More on the remarkable Justice Ruth Bader Ginsburg

In these pages, I have written about Justice Ginsburg and the enormous respect I have for this tiny intellectual powerhouse. See Justice Ginsburg is not too old to continue to serve and anyone who says differently is a mean son-of-bitch and a misogynistJustice Ginsburg, and Justice Ginsburg shows us (again) that law is not politics.

Image credit: Simmie Knox, under commission of the United States Supreme Court

Image credit: Simmie Knox, under commission of the United States Supreme Court

With a tip of the hat to Howard Bashman and How Appealing, I call your attention to a long interview of Justice Ginsburg by Jeffrey Rosen, entitled Ruth Bader Ginsburg Is an American Hero She’s staying put—and has some choice words for young feminists. An interview, New Republic (September 28, 2014). I urge you to read it.

There is a lot of interesting information contained in the interview including Justice Ginsburg’s speculation that if Justice Sandra Day O’Connor had not retired Citizens United, Shelby County, and probably Hobby Lobby would have turned out differently. Her respect for Chief Justice Rehnquist also makes for a fascinating insight into the inner workings of the Court.
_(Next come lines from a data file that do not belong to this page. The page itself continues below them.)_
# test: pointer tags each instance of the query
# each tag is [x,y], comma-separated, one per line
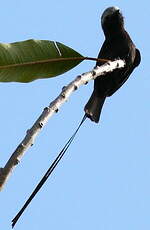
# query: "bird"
[117,45]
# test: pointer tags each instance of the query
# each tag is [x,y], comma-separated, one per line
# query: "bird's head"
[112,18]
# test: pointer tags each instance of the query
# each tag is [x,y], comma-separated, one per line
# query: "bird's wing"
[125,75]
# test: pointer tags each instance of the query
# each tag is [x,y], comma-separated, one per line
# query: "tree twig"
[49,111]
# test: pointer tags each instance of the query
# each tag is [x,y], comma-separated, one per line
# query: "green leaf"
[29,60]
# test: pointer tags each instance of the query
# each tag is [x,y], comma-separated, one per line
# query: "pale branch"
[50,110]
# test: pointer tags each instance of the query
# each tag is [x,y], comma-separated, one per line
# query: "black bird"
[117,45]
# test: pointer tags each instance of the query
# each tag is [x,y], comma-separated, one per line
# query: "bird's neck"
[113,32]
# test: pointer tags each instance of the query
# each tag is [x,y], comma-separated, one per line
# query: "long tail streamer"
[47,174]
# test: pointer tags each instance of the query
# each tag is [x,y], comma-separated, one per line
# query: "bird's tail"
[93,107]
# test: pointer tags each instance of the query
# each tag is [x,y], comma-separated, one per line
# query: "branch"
[50,110]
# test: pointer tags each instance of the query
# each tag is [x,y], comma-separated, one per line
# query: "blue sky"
[104,180]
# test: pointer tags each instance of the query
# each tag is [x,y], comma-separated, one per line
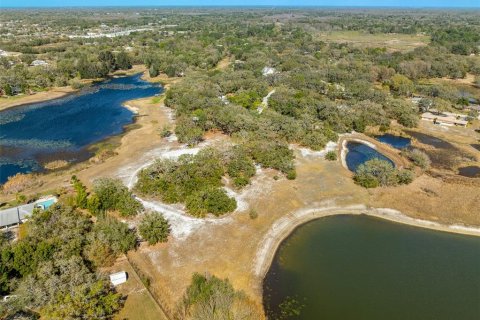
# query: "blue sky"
[382,3]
Rosen has done us all a service with this probing interview.

RGK

Live and let live in Lincoln

An English professor and a group of fellow travelers, Nebraska Watchdog.org, want the University of Nebraska to stop a tradition that started in the 1940s. That is, the release of balloons after the football team scores its first touchdown.
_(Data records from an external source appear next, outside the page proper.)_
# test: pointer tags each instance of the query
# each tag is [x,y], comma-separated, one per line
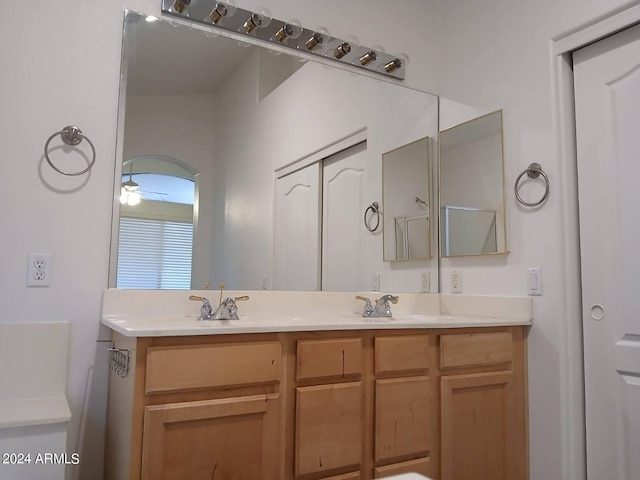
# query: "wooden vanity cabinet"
[333,405]
[404,425]
[483,405]
[200,408]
These folks say the practice amounts to “littering” and that it hurts the environment. Taking this concern seriously (for reasons that escape me), the University Athletic Department responded. “Research shows that latex balloons are safer because they are made from organic materials that begin to break down immediately and shatter into small pieces within about three hours of release, or after rising about five miles into the air,” said Chris Anderson, director of community relations for the athletic department. “Because we care about our environment, we will continue to use only latex biodegradable balloons, cotton strings and will closely monitor research in this area,” she said.
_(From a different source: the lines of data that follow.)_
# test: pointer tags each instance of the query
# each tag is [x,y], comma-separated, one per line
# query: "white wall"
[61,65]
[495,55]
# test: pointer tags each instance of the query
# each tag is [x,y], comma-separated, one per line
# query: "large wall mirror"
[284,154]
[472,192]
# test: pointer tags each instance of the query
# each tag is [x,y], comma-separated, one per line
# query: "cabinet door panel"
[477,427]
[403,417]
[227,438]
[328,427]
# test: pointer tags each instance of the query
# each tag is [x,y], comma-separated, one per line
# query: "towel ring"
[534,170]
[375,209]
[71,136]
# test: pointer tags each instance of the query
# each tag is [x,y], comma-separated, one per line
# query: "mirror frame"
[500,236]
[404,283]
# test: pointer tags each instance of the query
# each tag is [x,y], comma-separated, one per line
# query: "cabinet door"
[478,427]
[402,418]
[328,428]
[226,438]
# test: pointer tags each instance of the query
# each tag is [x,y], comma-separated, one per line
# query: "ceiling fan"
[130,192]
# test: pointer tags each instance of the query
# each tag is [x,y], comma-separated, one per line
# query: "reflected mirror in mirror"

I am all about civic peace especially when it comes to the environment. Indeed, I often hum the original version of “We are the world.”

With that as my motivation, I have a proposal to bring the parties to a settlement:

If the very earnest anti-balloon crowd promises to stop riding their foreign-made bicycles through downtown Lincoln to get to campus causing all sorts of mayhem for people who actually work for a living, the University athletic department will put a Kermit the Frog Earth Day logo on every balloon.

What say you English Professor and Nebraska Watchdog.org, kerfuffle settled? Or is the prospect of regular people having fun by following a long and harmless tradition just more than you can stand?